Reality Check: Would you care to hazard a guess where the USD 159 million came from? If you guessed the USD 225 million set aside for the founders, chances are that you win a large stuffed animal. There is a near zero chance that the angry investors were going to put more dollars in to a severely damaged company as part a settlement. Any concessions from debt holders (including those who funded the reported USD 325 million AccentHealth deal back in November 2016) would almost certainly have been contingent upon clawing back cash from the founders. Shah’s recent departure from his USD 50,000/month Clark Street mansion (shown above), is a strong signal that cash flow is changing rapidly for him.

Outcome: As part of this agreement, the company will have an expanded Board of Directors, including new independent directors, and Shradha and I will step into the roles of Vice Chair and Chairman respectively. Together with the Board, we will be launching a search for a new CEO to lead the company in its next chapter of growth.

Reality Check: They were summarily fired. Signing a resignation letter written by the investors’ attorneys was likely a non-negotiable part of the settlement. There was no path to regaining the trust of the advertisers and community with the founders still at the helm. The Board seats and titles actually mean nothing, as the investors no doubt own or control the other five seats. Therefore, the founders have virtually no say in any strategic decision despite their significant equity holdings. One such decision likely includes the selection of a new CEO. Current COO Nandini Ramani was put in place by Shah and Agarwal, and that association might not make her a favourite of the investors. Don’t be shocked if she bails out, if and when she learns that she will not get the vacant CEO title – despite her impeccable tech background.

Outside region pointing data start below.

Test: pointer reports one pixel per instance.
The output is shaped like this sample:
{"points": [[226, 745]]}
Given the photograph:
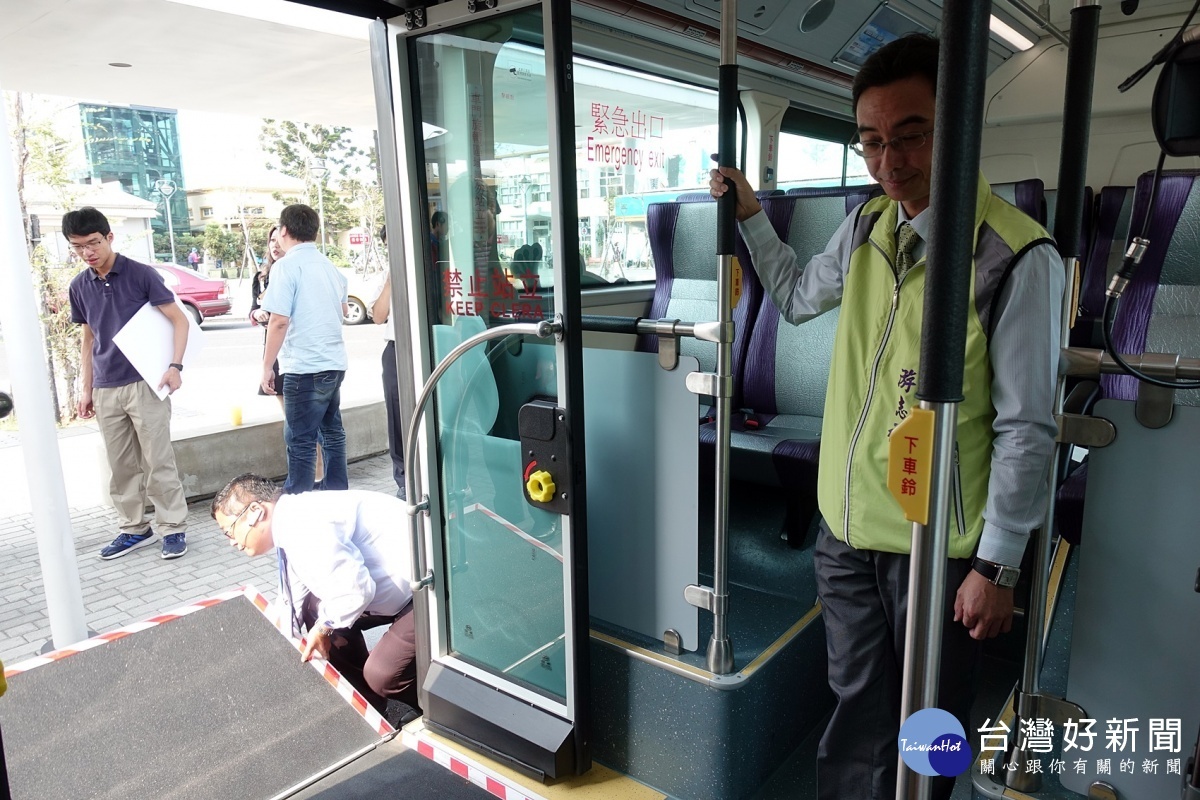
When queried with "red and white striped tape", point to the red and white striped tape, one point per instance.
{"points": [[323, 667], [463, 767], [119, 633]]}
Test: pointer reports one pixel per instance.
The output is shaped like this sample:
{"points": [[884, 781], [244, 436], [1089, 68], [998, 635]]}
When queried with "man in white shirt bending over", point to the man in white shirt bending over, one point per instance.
{"points": [[343, 569]]}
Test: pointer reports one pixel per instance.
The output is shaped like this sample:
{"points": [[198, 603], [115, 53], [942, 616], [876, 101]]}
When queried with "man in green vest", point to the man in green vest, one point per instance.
{"points": [[874, 269]]}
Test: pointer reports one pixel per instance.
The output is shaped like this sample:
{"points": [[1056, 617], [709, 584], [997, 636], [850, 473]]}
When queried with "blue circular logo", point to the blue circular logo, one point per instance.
{"points": [[934, 743]]}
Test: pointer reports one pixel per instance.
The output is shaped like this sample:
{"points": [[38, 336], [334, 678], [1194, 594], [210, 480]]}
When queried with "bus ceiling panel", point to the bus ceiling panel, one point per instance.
{"points": [[1030, 88], [1111, 12], [826, 37], [369, 8], [519, 71]]}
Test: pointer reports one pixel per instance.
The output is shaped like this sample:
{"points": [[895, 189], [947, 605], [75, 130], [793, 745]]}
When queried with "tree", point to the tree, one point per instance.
{"points": [[184, 244], [42, 157], [295, 145]]}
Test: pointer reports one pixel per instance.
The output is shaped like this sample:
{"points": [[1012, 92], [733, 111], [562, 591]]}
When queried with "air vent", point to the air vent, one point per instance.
{"points": [[816, 16]]}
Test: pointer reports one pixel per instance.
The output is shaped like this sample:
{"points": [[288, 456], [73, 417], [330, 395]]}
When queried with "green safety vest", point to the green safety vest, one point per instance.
{"points": [[876, 365]]}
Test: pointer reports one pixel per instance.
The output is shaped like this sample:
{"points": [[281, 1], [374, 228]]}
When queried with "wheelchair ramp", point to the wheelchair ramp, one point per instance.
{"points": [[209, 702]]}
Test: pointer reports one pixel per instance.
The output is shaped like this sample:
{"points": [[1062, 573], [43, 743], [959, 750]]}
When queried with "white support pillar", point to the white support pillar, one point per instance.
{"points": [[34, 407]]}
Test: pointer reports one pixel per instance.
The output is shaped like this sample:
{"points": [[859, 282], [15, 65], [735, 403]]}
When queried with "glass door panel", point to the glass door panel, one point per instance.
{"points": [[484, 119]]}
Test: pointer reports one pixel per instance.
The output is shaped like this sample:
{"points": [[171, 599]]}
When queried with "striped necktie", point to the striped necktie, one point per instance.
{"points": [[906, 240], [286, 591]]}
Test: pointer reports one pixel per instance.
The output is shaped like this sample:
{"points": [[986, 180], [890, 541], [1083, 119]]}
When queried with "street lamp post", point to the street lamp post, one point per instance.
{"points": [[167, 187], [318, 170]]}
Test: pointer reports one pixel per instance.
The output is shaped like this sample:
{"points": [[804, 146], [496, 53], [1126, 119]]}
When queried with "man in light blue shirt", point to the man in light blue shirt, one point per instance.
{"points": [[307, 301]]}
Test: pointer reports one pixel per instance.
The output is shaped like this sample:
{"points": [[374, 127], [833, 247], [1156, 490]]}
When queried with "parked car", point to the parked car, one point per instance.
{"points": [[202, 296], [360, 294]]}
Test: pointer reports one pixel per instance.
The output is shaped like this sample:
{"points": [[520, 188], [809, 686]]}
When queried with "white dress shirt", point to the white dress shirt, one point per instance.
{"points": [[348, 548]]}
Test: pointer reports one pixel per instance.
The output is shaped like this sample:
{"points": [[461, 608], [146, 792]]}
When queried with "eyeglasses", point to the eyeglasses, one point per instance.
{"points": [[88, 246], [905, 143], [228, 531]]}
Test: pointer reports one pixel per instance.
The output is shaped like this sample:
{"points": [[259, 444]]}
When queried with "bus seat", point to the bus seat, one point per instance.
{"points": [[1161, 307], [683, 241], [855, 194], [1086, 224], [1029, 196], [1114, 211], [777, 438]]}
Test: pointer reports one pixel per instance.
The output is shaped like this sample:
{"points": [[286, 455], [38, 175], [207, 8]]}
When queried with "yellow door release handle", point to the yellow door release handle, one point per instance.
{"points": [[540, 486]]}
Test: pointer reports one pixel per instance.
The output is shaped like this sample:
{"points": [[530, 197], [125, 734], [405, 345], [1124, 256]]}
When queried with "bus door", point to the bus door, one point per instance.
{"points": [[481, 113]]}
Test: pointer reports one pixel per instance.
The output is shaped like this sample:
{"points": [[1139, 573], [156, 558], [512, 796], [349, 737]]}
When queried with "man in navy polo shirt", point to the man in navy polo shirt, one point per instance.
{"points": [[133, 422], [306, 302]]}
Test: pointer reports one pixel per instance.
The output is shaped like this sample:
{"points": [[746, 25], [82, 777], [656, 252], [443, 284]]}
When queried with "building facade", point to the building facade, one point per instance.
{"points": [[138, 148]]}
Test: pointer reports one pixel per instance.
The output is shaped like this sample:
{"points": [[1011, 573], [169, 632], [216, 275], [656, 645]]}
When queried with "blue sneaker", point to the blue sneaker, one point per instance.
{"points": [[125, 543], [173, 546]]}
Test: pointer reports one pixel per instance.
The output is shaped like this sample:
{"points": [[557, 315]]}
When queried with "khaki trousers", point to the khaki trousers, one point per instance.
{"points": [[136, 427]]}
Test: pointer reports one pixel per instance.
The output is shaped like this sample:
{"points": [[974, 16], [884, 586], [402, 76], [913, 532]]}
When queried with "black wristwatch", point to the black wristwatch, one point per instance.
{"points": [[997, 573]]}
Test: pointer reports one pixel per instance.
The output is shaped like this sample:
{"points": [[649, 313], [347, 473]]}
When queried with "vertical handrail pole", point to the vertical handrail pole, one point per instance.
{"points": [[719, 657], [31, 391], [955, 179], [1077, 115]]}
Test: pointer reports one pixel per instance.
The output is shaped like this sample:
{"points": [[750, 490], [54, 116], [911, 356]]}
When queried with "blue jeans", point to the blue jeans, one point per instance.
{"points": [[312, 408]]}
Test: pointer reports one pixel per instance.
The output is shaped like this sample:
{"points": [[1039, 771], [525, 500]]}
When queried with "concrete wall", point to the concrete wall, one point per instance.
{"points": [[208, 461]]}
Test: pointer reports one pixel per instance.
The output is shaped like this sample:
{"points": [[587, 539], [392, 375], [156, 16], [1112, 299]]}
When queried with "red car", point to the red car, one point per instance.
{"points": [[202, 296]]}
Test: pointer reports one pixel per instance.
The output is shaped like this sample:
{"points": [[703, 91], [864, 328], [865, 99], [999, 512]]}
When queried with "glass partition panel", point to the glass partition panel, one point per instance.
{"points": [[484, 120]]}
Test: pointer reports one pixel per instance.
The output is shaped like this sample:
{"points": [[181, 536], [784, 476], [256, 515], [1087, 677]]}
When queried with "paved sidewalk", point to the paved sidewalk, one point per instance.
{"points": [[137, 585]]}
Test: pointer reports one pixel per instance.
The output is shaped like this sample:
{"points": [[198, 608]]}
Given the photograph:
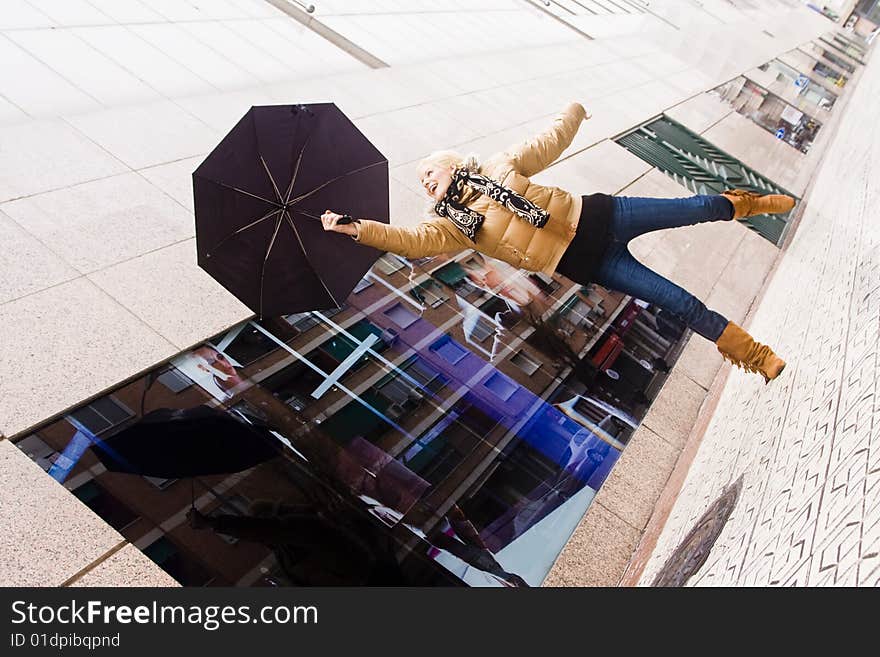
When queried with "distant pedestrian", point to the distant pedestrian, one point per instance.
{"points": [[493, 207]]}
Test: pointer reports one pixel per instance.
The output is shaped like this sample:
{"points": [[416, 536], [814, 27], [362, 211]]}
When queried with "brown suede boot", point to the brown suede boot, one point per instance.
{"points": [[748, 204], [737, 346]]}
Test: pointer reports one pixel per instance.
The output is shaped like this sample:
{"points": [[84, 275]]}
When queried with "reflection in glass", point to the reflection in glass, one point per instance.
{"points": [[450, 424]]}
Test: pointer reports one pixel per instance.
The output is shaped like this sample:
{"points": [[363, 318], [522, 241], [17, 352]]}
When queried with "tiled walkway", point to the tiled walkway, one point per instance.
{"points": [[808, 445]]}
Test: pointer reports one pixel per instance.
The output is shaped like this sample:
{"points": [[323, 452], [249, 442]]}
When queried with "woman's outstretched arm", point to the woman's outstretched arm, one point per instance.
{"points": [[541, 151], [425, 239]]}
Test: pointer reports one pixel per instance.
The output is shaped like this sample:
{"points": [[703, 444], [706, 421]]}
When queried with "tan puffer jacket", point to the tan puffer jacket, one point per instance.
{"points": [[503, 235]]}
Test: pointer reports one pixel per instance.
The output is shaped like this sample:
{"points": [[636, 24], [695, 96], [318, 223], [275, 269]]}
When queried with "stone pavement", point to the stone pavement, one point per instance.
{"points": [[807, 445]]}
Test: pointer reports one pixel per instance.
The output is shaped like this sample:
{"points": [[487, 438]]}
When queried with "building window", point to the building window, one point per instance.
{"points": [[501, 386], [401, 316], [449, 350], [102, 414], [525, 362]]}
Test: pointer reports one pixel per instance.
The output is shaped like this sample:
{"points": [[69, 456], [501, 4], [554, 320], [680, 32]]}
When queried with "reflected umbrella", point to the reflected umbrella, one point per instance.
{"points": [[175, 443]]}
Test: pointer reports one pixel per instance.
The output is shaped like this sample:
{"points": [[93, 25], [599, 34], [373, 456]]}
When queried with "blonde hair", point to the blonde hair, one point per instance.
{"points": [[448, 160]]}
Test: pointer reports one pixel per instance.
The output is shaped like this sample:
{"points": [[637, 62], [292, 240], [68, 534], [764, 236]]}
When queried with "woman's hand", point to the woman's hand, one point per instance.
{"points": [[330, 221]]}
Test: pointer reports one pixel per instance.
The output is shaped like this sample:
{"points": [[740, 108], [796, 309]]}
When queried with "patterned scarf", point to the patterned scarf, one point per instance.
{"points": [[469, 221]]}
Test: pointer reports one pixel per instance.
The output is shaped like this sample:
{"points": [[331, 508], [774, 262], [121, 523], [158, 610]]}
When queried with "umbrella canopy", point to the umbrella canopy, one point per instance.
{"points": [[259, 197], [198, 441]]}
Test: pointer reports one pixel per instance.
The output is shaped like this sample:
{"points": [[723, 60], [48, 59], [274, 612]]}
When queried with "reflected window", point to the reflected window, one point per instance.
{"points": [[302, 322], [501, 386], [429, 293], [175, 380], [102, 414], [363, 284], [184, 569], [37, 450], [388, 264], [105, 505], [401, 316], [449, 350], [525, 362]]}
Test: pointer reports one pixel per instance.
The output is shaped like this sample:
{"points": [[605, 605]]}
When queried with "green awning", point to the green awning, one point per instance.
{"points": [[451, 274]]}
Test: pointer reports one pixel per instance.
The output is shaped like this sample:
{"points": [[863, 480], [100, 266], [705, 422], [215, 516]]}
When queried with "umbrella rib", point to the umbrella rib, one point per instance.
{"points": [[272, 180], [306, 254], [240, 191], [333, 180], [266, 258], [296, 169], [244, 228]]}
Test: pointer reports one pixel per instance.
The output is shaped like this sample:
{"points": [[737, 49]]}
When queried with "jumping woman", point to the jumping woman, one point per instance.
{"points": [[494, 208]]}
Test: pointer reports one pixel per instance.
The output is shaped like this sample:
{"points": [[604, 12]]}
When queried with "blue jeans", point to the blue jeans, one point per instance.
{"points": [[619, 270]]}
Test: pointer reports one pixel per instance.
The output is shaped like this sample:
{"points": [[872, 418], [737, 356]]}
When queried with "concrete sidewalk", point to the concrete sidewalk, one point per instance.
{"points": [[807, 446]]}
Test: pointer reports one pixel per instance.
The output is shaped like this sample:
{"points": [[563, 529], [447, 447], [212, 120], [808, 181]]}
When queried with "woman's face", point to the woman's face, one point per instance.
{"points": [[436, 180]]}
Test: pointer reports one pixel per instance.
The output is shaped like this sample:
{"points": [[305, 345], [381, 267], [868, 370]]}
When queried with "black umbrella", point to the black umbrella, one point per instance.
{"points": [[175, 443], [259, 197]]}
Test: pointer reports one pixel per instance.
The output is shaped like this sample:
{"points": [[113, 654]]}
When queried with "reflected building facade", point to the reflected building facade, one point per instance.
{"points": [[450, 424]]}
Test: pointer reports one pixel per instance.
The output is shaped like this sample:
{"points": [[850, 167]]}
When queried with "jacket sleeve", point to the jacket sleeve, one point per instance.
{"points": [[538, 153], [425, 239]]}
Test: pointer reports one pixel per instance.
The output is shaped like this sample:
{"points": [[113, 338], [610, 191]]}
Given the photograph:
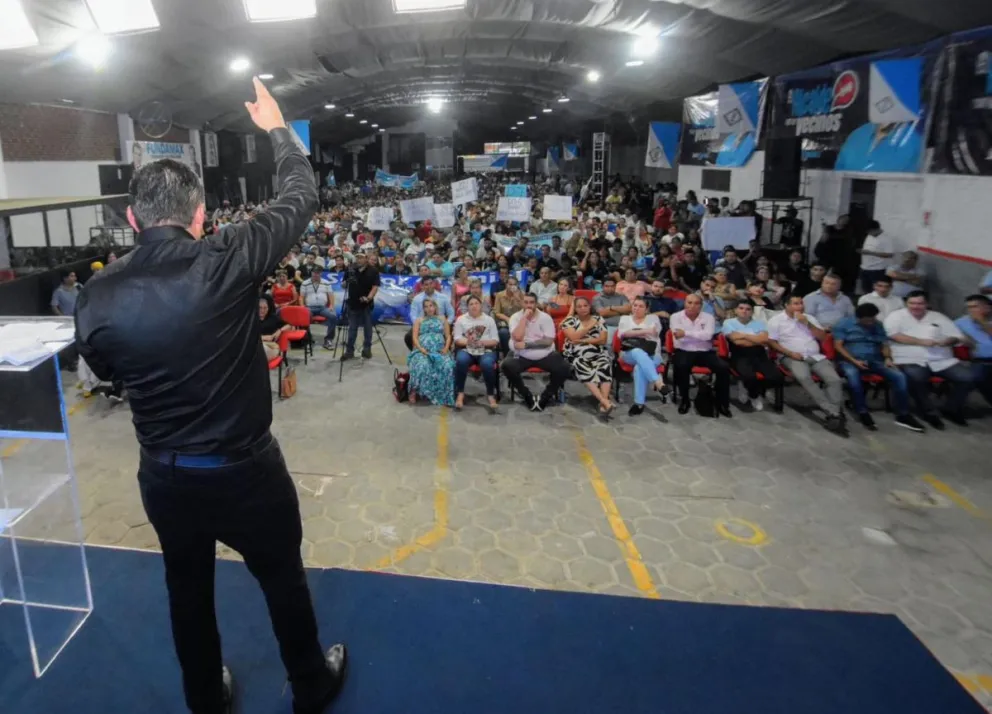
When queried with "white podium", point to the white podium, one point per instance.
{"points": [[42, 561]]}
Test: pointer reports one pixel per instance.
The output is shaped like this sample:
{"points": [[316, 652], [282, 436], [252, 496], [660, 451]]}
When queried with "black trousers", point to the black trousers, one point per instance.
{"points": [[554, 364], [748, 362], [683, 362], [252, 507]]}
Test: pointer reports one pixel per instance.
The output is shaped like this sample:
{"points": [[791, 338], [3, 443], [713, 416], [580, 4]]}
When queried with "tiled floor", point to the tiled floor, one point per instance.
{"points": [[763, 509]]}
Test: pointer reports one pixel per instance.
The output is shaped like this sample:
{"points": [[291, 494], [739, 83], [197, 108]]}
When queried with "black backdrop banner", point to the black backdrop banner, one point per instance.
{"points": [[961, 140]]}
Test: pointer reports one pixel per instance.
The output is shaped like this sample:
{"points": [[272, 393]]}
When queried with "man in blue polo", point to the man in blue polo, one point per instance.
{"points": [[863, 345]]}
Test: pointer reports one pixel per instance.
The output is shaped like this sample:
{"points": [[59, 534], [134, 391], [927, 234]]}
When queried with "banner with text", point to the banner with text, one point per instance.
{"points": [[722, 128]]}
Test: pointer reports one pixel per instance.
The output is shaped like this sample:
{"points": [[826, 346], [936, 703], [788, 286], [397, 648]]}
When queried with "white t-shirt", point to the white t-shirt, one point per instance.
{"points": [[876, 244], [933, 326], [651, 323]]}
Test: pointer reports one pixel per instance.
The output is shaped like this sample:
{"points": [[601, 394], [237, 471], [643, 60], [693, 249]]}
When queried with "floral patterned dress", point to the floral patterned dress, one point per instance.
{"points": [[432, 376]]}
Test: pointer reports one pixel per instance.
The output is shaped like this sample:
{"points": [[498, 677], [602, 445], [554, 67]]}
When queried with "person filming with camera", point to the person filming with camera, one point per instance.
{"points": [[362, 283]]}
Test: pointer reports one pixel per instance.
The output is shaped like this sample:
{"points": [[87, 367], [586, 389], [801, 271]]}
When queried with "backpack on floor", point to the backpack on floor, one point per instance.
{"points": [[401, 385]]}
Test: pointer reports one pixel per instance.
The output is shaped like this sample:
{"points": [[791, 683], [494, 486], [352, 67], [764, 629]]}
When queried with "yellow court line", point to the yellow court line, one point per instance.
{"points": [[441, 477], [631, 555], [19, 444], [956, 497]]}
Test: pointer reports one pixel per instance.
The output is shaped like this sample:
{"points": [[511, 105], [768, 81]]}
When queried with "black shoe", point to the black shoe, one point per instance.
{"points": [[955, 418], [228, 680], [337, 665], [906, 421]]}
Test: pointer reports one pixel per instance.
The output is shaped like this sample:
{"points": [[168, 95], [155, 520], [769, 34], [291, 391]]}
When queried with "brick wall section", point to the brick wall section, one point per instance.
{"points": [[35, 132]]}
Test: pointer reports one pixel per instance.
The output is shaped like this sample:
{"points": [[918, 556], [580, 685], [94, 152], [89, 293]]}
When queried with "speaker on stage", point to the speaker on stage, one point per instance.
{"points": [[783, 162]]}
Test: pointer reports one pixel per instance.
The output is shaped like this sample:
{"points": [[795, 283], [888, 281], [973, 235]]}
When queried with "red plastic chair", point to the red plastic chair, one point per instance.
{"points": [[299, 317]]}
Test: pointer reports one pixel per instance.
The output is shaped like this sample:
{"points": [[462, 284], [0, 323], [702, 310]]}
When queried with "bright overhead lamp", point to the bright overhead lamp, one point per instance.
{"points": [[401, 6], [113, 16], [94, 50], [278, 10], [15, 30]]}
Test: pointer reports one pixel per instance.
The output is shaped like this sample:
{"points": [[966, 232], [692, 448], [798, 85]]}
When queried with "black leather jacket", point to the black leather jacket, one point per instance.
{"points": [[176, 320]]}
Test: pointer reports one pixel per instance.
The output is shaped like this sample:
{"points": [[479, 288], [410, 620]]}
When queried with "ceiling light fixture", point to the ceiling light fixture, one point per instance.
{"points": [[94, 50], [279, 10], [402, 6], [113, 16], [15, 30]]}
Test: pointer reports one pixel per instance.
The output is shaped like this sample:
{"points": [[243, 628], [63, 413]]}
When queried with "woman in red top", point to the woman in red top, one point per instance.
{"points": [[283, 292]]}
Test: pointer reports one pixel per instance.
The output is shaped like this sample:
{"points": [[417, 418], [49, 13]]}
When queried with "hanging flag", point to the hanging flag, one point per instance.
{"points": [[663, 143]]}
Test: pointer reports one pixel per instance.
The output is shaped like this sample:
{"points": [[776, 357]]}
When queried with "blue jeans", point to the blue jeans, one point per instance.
{"points": [[895, 379], [329, 315], [645, 372], [487, 361], [356, 317]]}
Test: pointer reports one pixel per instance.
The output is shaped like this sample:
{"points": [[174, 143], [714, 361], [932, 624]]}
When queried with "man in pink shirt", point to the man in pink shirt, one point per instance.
{"points": [[693, 330], [532, 336]]}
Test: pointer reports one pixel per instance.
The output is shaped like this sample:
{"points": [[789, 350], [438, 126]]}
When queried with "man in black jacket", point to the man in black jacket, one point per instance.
{"points": [[176, 320]]}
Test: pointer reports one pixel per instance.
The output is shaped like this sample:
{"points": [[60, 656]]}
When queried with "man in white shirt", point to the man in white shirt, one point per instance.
{"points": [[876, 256], [532, 335], [796, 336], [317, 296], [922, 347], [882, 298]]}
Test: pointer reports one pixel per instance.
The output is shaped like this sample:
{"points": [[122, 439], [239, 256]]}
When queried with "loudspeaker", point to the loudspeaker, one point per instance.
{"points": [[783, 163]]}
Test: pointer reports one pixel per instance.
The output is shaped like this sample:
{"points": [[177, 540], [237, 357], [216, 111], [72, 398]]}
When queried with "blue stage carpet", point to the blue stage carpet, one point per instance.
{"points": [[422, 646]]}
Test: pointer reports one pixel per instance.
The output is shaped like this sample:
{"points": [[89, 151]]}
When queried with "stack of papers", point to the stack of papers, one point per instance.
{"points": [[24, 342]]}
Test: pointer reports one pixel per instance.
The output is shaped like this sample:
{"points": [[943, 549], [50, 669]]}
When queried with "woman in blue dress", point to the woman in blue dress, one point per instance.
{"points": [[432, 374]]}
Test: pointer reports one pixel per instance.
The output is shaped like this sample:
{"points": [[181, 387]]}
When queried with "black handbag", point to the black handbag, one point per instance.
{"points": [[633, 343]]}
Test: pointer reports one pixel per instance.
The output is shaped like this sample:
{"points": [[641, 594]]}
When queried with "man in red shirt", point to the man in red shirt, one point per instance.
{"points": [[662, 218]]}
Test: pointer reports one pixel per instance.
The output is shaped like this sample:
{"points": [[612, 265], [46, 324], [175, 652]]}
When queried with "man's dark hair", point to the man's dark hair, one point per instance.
{"points": [[165, 192], [866, 310]]}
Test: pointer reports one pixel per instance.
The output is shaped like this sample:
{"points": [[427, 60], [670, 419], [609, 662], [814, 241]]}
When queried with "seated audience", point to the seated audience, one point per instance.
{"points": [[429, 290], [474, 288], [863, 348], [476, 339], [284, 292], [907, 275], [507, 303], [586, 350], [796, 337], [882, 297], [271, 326], [640, 342], [747, 338], [430, 363], [693, 331], [532, 334], [318, 297], [828, 305], [923, 342], [977, 329]]}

The plans of many industry competitors and investors to grab a chunk of Outcome’s 40,000 sites in an anticipated liquidation have been stalled for now. However, should the company not have sufficient funds to manage their operations or fund their debt (after that USD 159 million is gone, of course), do not be surprised if the Board auctions off the pieces in a 5-2 vote. At that stage, it would be a matter of cutting their losses. The crown jewels, those AccentHealth sites, might recoup a large part of their investment, leaving Outcome with the remaining former Context Health locations and either a smaller and more manageable business, or another saleable asset.

Even though it is not clear that the last chapter has been written for Outcome Health, it did not have to end this way. It is a shame for a lot of people who have lost jobs or lost faith in an industry that they believed in.